The value Dhoni brought to the field as India’s captain was calmness. This is possible only among those supremely confident of their abilities and yet aware of their limitations. Combine that with a shrewd, calculating mind—a mind that found the complicated Duckworth-Lewis method exasperating but one which could figure out the number of overs left, the number of runs needed, and which understood the vulnerability of the opponent well enough to know just the precise moment when to launch the counter-attack and upset the rhythm the bowler was trying to acquire. And in the ensuing chaos, alter the balance of the game permanently, securing a win that had seemed impossible a few overs earlier. He would play defensively when the crowd wanted sixes because his mind told him the time was not yet ripe to seize the initiative. Chases mattered to him, but on his terms; he wanted to minimize the risks first, and open up when the bowler had a false sense of security, to make a mistake which Dhoni would punish gleefully. For Dhoni, cricket was as much a game of chess as one played with a bat and a ball. The tactics didn’t always succeed; the heart-breaking run-out against New Zealand in the World Cup semi-final won’t be forgotten easily, but that was an older Dhoni, only able to show glimpses of the past.

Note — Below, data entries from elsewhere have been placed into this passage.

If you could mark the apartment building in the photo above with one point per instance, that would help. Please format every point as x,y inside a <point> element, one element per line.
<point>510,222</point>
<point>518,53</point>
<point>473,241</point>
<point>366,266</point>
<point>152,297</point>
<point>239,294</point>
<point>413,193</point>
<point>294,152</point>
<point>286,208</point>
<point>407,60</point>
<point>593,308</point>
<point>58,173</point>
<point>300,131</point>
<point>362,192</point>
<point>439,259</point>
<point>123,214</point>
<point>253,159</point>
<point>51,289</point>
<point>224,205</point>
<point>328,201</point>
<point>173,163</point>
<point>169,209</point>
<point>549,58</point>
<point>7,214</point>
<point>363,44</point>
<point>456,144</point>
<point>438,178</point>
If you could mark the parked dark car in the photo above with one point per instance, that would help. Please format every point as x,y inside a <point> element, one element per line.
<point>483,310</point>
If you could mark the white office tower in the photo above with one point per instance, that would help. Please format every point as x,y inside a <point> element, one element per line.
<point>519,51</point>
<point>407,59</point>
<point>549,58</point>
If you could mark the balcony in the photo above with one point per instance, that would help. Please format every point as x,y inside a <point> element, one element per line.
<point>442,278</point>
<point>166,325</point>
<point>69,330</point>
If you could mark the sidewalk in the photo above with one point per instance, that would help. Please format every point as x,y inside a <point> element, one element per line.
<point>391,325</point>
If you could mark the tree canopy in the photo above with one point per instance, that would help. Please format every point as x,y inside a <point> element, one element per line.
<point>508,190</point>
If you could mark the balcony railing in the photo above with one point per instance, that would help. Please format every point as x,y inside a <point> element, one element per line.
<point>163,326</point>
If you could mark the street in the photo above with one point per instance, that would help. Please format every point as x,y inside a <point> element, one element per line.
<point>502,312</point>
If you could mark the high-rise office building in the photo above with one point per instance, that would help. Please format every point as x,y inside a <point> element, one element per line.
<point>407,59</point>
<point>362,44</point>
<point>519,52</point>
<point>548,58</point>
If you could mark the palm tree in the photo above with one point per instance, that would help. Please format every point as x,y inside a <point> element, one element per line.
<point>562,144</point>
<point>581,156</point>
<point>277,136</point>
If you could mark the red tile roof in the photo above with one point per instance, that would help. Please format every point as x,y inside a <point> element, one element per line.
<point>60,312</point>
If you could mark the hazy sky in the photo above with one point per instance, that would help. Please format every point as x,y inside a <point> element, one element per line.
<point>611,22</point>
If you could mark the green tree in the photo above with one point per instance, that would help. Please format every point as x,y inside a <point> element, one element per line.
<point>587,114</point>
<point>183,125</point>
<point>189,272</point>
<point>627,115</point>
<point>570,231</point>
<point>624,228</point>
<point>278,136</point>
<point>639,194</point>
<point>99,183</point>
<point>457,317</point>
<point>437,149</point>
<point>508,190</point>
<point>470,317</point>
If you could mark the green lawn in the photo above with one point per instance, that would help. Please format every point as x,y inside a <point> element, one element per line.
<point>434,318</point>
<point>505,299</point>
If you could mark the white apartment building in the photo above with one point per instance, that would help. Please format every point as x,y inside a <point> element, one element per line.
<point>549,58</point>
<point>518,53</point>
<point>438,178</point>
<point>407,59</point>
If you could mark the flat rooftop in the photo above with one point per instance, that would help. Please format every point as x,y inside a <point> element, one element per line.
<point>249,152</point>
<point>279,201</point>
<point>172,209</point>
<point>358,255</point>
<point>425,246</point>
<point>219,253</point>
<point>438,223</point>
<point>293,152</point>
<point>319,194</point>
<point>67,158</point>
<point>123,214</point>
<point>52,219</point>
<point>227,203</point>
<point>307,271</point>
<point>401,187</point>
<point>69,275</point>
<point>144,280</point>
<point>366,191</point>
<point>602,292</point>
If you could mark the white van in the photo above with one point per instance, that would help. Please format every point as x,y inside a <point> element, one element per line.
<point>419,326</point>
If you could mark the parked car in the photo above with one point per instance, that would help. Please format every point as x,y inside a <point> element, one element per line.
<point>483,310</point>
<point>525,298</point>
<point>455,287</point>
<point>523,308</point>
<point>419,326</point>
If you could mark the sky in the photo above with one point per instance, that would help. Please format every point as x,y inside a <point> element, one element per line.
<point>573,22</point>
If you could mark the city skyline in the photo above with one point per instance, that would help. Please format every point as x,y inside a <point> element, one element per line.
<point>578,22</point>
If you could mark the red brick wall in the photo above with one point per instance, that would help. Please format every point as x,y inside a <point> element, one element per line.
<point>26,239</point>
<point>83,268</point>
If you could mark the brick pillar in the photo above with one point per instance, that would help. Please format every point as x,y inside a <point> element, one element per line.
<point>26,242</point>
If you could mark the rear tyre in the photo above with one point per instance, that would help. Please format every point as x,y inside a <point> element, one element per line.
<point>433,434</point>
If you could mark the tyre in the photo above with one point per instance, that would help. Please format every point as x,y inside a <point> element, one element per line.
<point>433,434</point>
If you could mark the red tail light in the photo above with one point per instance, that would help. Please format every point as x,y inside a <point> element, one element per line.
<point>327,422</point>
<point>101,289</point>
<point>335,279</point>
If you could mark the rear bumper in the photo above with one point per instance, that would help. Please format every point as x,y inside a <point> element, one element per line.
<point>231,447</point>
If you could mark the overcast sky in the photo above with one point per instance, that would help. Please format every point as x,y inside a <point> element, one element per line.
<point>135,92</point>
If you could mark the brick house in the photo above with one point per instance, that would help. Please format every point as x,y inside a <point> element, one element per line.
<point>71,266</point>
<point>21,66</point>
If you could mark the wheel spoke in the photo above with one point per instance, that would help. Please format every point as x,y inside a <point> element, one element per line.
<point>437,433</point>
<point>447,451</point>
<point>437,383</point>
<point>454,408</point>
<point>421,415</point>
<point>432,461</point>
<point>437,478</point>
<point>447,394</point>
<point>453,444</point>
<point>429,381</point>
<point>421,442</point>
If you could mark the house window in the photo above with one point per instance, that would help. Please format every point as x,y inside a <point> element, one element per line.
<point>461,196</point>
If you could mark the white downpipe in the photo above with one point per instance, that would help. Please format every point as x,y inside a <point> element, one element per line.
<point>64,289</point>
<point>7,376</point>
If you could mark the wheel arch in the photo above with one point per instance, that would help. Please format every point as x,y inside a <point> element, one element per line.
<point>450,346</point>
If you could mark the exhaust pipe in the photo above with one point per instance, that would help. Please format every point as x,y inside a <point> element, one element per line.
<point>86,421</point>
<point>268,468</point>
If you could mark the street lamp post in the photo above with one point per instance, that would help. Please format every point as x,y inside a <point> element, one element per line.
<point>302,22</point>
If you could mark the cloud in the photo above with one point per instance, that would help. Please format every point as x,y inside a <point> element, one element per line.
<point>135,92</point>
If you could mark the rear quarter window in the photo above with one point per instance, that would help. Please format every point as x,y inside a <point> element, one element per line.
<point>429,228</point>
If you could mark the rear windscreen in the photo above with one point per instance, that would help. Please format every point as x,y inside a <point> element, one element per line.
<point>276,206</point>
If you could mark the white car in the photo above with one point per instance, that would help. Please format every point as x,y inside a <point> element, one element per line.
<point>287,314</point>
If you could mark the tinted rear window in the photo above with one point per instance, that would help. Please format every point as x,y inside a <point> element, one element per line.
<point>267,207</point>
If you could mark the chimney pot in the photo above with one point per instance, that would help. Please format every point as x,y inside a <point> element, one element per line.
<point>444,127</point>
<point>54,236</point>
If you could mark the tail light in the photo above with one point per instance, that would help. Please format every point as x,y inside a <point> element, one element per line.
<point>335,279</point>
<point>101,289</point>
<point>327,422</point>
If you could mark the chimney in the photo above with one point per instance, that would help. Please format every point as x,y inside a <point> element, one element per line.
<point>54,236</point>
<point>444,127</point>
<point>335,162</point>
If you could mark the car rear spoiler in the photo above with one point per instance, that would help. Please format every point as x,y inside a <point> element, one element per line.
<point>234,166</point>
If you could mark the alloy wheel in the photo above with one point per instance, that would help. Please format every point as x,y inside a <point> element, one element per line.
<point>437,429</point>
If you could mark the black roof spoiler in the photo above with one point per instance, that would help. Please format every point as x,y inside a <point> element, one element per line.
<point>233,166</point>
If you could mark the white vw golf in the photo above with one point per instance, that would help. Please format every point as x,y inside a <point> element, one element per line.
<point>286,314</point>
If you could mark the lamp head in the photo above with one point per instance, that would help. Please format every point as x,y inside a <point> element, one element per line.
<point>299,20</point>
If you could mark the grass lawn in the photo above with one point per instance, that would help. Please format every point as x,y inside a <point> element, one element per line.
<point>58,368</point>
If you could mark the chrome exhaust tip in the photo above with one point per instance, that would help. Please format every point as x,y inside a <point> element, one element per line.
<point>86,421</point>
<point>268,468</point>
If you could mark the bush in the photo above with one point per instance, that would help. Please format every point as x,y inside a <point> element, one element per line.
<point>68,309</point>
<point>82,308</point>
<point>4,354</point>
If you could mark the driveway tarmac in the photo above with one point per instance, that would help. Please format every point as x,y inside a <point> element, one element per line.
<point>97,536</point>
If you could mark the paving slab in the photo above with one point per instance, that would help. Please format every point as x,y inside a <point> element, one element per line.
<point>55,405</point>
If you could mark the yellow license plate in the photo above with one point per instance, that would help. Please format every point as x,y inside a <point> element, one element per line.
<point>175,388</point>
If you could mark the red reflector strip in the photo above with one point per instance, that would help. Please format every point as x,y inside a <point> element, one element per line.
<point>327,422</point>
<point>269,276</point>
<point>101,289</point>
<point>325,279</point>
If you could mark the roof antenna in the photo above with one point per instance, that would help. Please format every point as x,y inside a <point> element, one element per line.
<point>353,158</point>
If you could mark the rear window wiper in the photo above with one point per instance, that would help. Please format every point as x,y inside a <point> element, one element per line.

That, and his sense of detachment. After the last ball was bowled, after India had secured another victory, while his teammates jumped and danced and pranced around, uncorking champagne bottles, Dhoni may have seemed removed, in another world. There was that smile on his face, aware that his calculations had paid off, but just as easily the calculations might not have; cricket is a game. Heroism on the field matters, heroism elsewhere—such as India’s borders—is more important. That is why he saluted the men and women in uniform, for he knew that real courage is different. That patriotism seemed in-your-face and mawkish but it was genuinely felt. It was the alternative career he may have wanted, a mountain he had not climbed. He knew what he did not have, and celebrated what he had.
Dhoni saw victory and defeat on the field as part and parcel of life. Everything is not, and cannot be, under your control. You aren’t perfect. So use your skills, your mind, study the opponent, indulge him, exploit his vanity and weakness, and then at what you consider to be the right moment, play your best shot. If the stars are aligned, you will win; if not, there is another day, it is only a game. That may sound fatalistic and karmic. And Dhoni may not mind such an interpretation.
But even if cricket is a game of glorious uncertainties, the scoreboard, at the end of the day, tells the story. And once in the pavilion, there is the silverware he has won for India. It is a record of which he should feel mightily proud, and the nation should feel gratitude.
Salil Tripathi is a writer based in New York.